Рейн понимал и очень хотел ей об этом сказать. Но Лилли запретила звонить, а когда он срывался и пытался вызвать ее, чтобы услышать хотя бы четыре слова — «не могу сейчас говорить», — сбрасывала звонок. Слышать друг друга слишком тяжело, так говорила Лилли, и это была правда, но Рейн все равно ждал, что однажды сестра хоть бы и по ошибке ему ответит. Но она только писала письма. Писала честно и исправно, пока однажды не перестала. Поэтому он приехал. Поэтому сейчас шел, почти бежал, от стеклянного куба в лабиринт города. В крикливую кипучую мечту Лилли. Она не давала своего нового адреса, не называла места работы; у Рейна были лишь обрывочные описания из писем — размытые дождем следы. Но он хотя бы знал, с чего начать. С программы для близнецов. Лилли поехала одна, но начала именно там, хотя бы в этом Рейн был уверен. Завтра утром он отправится в «Час близнецов» и что-нибудь непременно выяснит.

Завтра-завтра-завтра… Как это иногда долго!
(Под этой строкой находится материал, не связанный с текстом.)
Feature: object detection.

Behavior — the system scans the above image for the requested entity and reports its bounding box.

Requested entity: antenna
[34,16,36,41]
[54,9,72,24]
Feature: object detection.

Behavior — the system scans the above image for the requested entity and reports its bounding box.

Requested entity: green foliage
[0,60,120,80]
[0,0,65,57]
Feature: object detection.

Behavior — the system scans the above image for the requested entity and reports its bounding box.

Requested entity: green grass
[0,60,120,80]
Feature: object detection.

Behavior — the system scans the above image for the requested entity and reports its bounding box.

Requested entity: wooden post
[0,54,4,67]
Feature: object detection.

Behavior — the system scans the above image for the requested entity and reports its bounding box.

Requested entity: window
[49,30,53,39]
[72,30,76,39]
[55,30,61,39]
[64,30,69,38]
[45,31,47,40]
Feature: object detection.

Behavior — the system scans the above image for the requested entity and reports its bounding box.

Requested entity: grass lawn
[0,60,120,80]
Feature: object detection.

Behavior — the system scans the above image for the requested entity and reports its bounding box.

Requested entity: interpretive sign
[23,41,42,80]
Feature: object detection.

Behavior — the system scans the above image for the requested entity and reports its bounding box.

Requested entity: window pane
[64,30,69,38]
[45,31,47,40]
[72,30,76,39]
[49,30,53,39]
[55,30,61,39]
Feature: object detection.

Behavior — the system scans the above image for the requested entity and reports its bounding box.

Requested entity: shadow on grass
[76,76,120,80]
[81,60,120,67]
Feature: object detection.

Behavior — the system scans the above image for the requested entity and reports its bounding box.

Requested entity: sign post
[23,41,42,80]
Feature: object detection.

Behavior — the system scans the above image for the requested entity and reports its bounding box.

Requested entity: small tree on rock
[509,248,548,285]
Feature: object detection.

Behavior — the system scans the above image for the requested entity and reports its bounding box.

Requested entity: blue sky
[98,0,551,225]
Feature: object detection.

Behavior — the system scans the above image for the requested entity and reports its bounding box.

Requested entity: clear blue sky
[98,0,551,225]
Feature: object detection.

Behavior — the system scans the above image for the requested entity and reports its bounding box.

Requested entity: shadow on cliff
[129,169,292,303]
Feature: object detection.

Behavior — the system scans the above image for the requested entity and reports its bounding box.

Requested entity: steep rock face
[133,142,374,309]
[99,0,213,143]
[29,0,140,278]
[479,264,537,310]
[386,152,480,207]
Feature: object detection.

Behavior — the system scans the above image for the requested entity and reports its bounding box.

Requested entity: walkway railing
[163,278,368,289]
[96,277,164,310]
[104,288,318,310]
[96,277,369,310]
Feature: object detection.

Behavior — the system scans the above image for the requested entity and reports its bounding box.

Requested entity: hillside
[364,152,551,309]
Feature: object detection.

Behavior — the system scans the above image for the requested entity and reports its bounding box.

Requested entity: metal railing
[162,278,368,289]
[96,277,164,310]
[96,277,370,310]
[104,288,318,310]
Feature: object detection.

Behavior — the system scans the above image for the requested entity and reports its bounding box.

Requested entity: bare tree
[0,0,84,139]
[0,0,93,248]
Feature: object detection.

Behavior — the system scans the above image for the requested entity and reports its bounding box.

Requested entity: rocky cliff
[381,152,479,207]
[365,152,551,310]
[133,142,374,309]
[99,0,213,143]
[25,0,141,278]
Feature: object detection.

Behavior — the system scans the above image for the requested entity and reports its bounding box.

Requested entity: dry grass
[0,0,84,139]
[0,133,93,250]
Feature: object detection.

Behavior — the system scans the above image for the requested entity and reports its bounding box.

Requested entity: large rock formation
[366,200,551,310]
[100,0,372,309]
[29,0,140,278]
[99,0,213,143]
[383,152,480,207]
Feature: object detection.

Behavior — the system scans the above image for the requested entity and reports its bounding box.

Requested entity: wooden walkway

Рейн уже научился не реагировать на манящие огни вывесок, но одна все же притянула взгляд. Было в ней что-то совершенно чокнутое: похотливая кошка с длинным хвостом, пропущенным между ног. Она покачивала бедрами вперед-назад в недвусмысленном жесте, приглашая в бар «Одинокая кошка». Бар для одиноких? Да, Рейн сейчас был очень одинок. Так может быть одинока половинка разрезанного надвое яблока. Наверное, поэтому ему показалось, что входящая в бар светленькая девушка — Лилли. Он усмехнулся; какая должна быть удача или судьба — в первый же вечер случайно столкнуться в огромном городе, где миллион светленьких девушек. К тому же волосы сестры спускались до самых ягодиц, а у этой едва доходили до плеч. Рейн не побежал к ней, ведь глупо бежать лишь для того, чтобы тут же извиниться за ошибку. В бар он тоже не пошел. Случайным сексом его одиночество не лечится, а еще одна сестра-близнец для него там навряд ли найдется.